Direction-Flipped Influence Audits Reveal Hidden Structure in Moral Choices of LLMs

Abstract

Moral benchmarks for LLMs typically score models on context-free prompts, implicitly treating the measured choice rate as stable. We test this assumption with a direction-flipped influence audit: for each scenario, we compare a baseline prompt with matched cues steering toward option A or option B. Across a trolley-problem-style moral triage task, BBQ, and DailyDilemmas, and across five LLM families with and without reasoning, short contextual cues shift per-condition choice rates by 12-18 percentage points on average. These shifts reveal structure that baseline scores miss: roughly 40% of baseline-neutral triage and BBQ conditions exhibit directional asymmetry under influence, and a meaningful share of significant effects backfire, moving opposite the cue's intended direction.
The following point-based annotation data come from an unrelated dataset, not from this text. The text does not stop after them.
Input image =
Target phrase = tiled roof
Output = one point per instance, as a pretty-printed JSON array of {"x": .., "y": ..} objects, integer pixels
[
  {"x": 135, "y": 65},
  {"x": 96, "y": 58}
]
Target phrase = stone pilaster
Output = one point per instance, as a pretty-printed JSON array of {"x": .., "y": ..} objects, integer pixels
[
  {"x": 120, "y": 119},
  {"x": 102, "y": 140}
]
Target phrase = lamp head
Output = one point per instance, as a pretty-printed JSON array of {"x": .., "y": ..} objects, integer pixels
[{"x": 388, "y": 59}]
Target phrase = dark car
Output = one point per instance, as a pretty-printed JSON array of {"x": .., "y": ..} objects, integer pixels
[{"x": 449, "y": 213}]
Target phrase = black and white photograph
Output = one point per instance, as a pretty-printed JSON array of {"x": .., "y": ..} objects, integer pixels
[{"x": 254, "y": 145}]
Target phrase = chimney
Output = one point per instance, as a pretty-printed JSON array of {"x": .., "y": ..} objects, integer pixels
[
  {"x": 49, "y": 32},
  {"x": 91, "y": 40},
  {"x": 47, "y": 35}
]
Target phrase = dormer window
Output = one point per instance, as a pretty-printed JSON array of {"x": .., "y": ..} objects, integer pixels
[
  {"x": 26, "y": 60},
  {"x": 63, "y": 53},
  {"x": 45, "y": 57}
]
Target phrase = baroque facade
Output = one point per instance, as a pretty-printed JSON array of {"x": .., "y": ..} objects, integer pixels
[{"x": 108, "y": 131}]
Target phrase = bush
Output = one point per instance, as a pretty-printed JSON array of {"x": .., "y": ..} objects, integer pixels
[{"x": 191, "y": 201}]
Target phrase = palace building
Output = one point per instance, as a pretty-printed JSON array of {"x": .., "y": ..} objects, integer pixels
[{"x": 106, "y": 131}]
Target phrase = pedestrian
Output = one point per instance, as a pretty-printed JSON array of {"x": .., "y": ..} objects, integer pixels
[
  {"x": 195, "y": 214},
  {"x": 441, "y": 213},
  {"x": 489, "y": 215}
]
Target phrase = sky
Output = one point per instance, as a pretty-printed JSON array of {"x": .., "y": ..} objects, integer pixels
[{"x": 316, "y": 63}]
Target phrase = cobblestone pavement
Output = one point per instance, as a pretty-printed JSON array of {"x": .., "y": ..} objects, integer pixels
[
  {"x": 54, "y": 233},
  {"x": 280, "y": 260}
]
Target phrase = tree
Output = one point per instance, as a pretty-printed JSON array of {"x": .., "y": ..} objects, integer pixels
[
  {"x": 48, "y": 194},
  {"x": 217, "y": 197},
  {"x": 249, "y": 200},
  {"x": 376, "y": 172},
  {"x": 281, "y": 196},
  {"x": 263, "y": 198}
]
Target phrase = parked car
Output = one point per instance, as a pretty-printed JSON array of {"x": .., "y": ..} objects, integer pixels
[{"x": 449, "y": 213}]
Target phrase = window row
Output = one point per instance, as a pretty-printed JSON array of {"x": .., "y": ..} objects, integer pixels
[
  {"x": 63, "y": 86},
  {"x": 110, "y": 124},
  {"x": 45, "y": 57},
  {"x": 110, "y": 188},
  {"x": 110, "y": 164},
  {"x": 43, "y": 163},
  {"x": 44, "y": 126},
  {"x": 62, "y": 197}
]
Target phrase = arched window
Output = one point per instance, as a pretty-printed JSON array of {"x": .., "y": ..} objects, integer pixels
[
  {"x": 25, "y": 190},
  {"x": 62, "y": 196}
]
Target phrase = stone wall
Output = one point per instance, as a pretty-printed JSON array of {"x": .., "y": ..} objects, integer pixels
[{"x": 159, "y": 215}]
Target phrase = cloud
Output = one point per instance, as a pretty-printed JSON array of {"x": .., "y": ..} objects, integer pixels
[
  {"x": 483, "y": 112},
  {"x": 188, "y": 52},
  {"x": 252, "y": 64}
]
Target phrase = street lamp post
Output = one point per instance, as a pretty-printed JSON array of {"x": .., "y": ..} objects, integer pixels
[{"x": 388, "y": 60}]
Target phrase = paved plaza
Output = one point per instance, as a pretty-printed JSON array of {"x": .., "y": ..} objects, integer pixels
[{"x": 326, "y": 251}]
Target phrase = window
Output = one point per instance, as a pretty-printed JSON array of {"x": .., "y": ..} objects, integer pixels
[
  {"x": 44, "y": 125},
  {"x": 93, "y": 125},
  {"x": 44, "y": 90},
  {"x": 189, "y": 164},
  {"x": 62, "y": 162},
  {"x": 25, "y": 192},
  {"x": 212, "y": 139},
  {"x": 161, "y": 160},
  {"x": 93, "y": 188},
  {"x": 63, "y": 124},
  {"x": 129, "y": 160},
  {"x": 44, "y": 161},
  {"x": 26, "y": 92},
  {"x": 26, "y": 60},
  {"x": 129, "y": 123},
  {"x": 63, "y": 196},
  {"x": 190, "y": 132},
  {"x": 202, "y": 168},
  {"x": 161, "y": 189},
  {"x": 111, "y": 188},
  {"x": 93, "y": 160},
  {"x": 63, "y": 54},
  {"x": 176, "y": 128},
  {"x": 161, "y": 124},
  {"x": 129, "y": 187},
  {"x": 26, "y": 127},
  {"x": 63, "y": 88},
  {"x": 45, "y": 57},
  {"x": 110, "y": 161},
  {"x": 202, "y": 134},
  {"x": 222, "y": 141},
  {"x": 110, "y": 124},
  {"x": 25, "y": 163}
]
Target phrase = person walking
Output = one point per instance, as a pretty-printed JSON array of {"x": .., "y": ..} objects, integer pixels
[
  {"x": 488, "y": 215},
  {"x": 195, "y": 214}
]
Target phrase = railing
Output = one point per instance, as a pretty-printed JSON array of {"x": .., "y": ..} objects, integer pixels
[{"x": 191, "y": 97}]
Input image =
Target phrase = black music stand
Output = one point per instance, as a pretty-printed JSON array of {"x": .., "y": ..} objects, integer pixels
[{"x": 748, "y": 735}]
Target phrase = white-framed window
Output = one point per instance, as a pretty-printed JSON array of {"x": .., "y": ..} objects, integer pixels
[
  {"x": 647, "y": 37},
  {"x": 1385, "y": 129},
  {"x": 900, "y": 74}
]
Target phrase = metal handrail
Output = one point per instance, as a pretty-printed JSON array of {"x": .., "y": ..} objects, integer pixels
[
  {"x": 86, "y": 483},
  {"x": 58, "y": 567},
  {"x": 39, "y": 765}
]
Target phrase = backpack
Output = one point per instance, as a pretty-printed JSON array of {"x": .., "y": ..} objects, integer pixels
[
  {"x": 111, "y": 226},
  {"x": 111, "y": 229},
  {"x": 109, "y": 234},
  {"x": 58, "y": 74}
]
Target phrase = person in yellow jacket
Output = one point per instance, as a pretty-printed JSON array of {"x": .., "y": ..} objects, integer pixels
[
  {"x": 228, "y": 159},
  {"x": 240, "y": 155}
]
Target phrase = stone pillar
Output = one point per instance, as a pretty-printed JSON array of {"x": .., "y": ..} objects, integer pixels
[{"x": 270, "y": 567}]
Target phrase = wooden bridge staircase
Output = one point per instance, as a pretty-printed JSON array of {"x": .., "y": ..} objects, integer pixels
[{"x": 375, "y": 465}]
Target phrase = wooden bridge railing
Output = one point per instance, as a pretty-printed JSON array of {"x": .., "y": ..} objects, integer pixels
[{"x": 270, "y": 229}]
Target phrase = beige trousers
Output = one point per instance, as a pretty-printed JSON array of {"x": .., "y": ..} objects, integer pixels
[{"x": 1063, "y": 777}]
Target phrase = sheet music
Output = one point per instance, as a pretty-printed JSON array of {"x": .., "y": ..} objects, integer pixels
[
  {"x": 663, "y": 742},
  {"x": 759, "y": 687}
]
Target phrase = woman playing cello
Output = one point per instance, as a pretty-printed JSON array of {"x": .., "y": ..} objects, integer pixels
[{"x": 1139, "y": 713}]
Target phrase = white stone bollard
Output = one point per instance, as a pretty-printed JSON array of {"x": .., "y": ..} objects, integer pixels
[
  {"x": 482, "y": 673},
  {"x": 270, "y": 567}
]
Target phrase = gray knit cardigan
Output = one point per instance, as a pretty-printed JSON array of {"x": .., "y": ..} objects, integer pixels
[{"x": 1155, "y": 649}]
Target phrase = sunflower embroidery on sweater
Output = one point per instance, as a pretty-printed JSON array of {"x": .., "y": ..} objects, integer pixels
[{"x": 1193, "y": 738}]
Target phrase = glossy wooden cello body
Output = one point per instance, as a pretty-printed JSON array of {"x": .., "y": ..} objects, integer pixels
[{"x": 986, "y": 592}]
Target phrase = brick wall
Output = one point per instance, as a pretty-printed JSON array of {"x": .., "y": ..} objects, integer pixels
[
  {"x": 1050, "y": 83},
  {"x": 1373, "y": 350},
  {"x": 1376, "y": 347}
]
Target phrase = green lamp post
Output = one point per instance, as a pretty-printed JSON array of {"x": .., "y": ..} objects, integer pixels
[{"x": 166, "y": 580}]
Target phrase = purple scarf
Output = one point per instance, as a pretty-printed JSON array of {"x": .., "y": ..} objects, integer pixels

In follow-up probes, models often recognize the cue while denying that it affected their choice. Among significant backfire trials, this stated-vs.-revealed inconsistency appears in 78% of cases. Reasoning does not eliminate contextual sensitivity but reshapes it: social-pressure cues such as user preference and emotional appeal weaken across benchmarks, while few-shot demonstrations strengthen sharply on both triage and BBQ. We recommend direction-flipped influence pairs as a standard complement to context-free moral-bias evaluation, and release the harness and data to make such audits routine.